On July 5th, 1993, The Military Times (Army Times, Navy Times and Air Force Times) published a transition supplement called “Second Careers, Life After Service.” I was one of the nine people who made that issue.
As a small editing note, my wife's name was in the article, which I have redacted here because it is a unique name and she likes her privacy. Other than that, this is an exact transcription:
Navy electronics technician employs aggressive approach in job search
By Madilee C. Wick
Positive aggressiveness: That’s how Mark Havener describes the tactic he used in his search for employment.
A Navy electronics technician first, Havener separated in December after 13 years in service. His strategy worked: Three weeks before his discharge, he took terminal leave and was on the job repairing computers for a Memphis, Tenn., computer store.
Havener timed his departure from the Navy to coincide with a stateside school assignment so he could make contacts in the private sector before making the jump from military to civilian life.
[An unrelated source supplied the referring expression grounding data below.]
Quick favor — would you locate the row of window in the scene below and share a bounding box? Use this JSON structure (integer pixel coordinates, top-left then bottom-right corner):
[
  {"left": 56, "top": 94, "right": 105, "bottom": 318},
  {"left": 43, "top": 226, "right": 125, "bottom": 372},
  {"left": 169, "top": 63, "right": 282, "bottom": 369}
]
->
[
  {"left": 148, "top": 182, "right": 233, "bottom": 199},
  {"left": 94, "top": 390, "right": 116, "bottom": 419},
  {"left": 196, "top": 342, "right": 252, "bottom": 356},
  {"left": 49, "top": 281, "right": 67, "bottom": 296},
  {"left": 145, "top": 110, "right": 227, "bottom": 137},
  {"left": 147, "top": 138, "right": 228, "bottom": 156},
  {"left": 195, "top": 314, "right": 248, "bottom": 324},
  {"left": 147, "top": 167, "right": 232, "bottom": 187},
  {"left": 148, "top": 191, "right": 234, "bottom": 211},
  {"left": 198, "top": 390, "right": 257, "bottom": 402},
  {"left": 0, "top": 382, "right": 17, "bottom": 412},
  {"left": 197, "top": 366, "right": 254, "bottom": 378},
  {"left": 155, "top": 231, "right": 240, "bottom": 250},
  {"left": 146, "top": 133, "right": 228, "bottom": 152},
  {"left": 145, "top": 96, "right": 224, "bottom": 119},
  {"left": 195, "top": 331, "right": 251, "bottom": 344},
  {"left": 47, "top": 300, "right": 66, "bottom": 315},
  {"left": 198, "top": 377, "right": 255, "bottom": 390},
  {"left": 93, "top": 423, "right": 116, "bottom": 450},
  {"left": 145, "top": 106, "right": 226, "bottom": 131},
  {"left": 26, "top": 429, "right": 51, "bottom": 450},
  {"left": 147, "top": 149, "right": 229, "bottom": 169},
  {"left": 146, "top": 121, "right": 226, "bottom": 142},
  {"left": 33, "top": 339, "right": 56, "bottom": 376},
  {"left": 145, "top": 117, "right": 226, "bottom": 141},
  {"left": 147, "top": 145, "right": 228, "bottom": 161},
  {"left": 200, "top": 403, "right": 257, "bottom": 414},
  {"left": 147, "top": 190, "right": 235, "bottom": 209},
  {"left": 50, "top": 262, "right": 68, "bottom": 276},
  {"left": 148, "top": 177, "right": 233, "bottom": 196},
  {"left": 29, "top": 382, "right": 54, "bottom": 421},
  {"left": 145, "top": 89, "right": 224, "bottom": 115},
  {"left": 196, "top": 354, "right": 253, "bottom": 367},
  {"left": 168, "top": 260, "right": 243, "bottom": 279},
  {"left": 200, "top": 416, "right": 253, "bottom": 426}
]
He had transferred to Naval Air Station Memphis from an overseas assignment – Naval Computer and Telecommunications Area Master Station Western Pacific, Guam – where he was assistant to the base security officer for computers.
Part of his job on Guam was to repair computers on site, exactly what he wanted to do once he got out. He was also responsible for computer security, making sure the machines were properly approved to handle classified information and keeping tabs on software that had been added.
At 31, Havener says, he thought that if he waited five more years to leave the service, he might not be as marketable.
“By that time, I would be more management-oriented, as opposed to technical,” he says, “and I didn’t want that.”
He has been taking things apart and fixing them since he was a kid, and he wanted to continue to do so. In fact, he says, “Everything I know about computers has been self-taught.”
He considers himself “a rare case” because he has been to few schools but has the ability to learn how to troubleshoot. He bought his first computer in 1983, and now has four that he uses regularly.
Havener, a native of Ohio, and his wife, wanted to stay in Memphis; they liked the climate, the people and the standard of living.
“The cost of living is pretty close to the national average, and the people here are really friendly,” he says, noting that he and his wife strike up conversations with total strangers and have made friends quickly.
So he applied for the Special Separation Benefit in September and got approval in October for his December discharge. He also began his job search in September, a brief time to look for a job, but it turned out to be ample.
“I approached Memphis like Godzilla did Tokyo,” he says. In a simple strategy he calls “wide-area aggression,” he used the yellow pages of his telephone directory to locate 30 companies that did service work on computers. With his resume in hand, he set out to do a sweep of Memphis computer stores.
“I knew I had the qualifications and skills, and I was prepared to hit every computer store in Memphis for as many times as necessary,” he says. The first two stores on his list were closed the day he began; the third store hired him.
The patience he learned in the military came into play that day. The manager of the store was out, and the owner met him, read his resume and had him wait for the manager for an hour and a half.
“My thoughts were that I could be out hitting four or five other places while I was sitting there, but I’ve learned that in order to get a job you can’t complain, can’t moan.”
It paid off. When the manager appeared, Havener says, “He took one look at my resume and said, ‘You’re exactly what we’re looking for.’ I had the exact qualifications and experience they wanted, and I likes the company enough so that I stopped looking.”
As a support engineer, he fixes clients’ computers both on site and in the shop. The resume that so impressed his current employer was a piece of work Havener had perfected. He had first sought out a professional resume writer, but was unhappy with the results.
“When he finished my resume, it didn’t translate to the civilian side,” he says. “About the only thing I got was the format. I reworded a lot of it.”
Havener says his job is “very close to the ideal job I wanted. I actually wants to be in the service department, ultimately as a service manager.” For now, however, he is happy where he is. The service manager position is something he’ll aim for.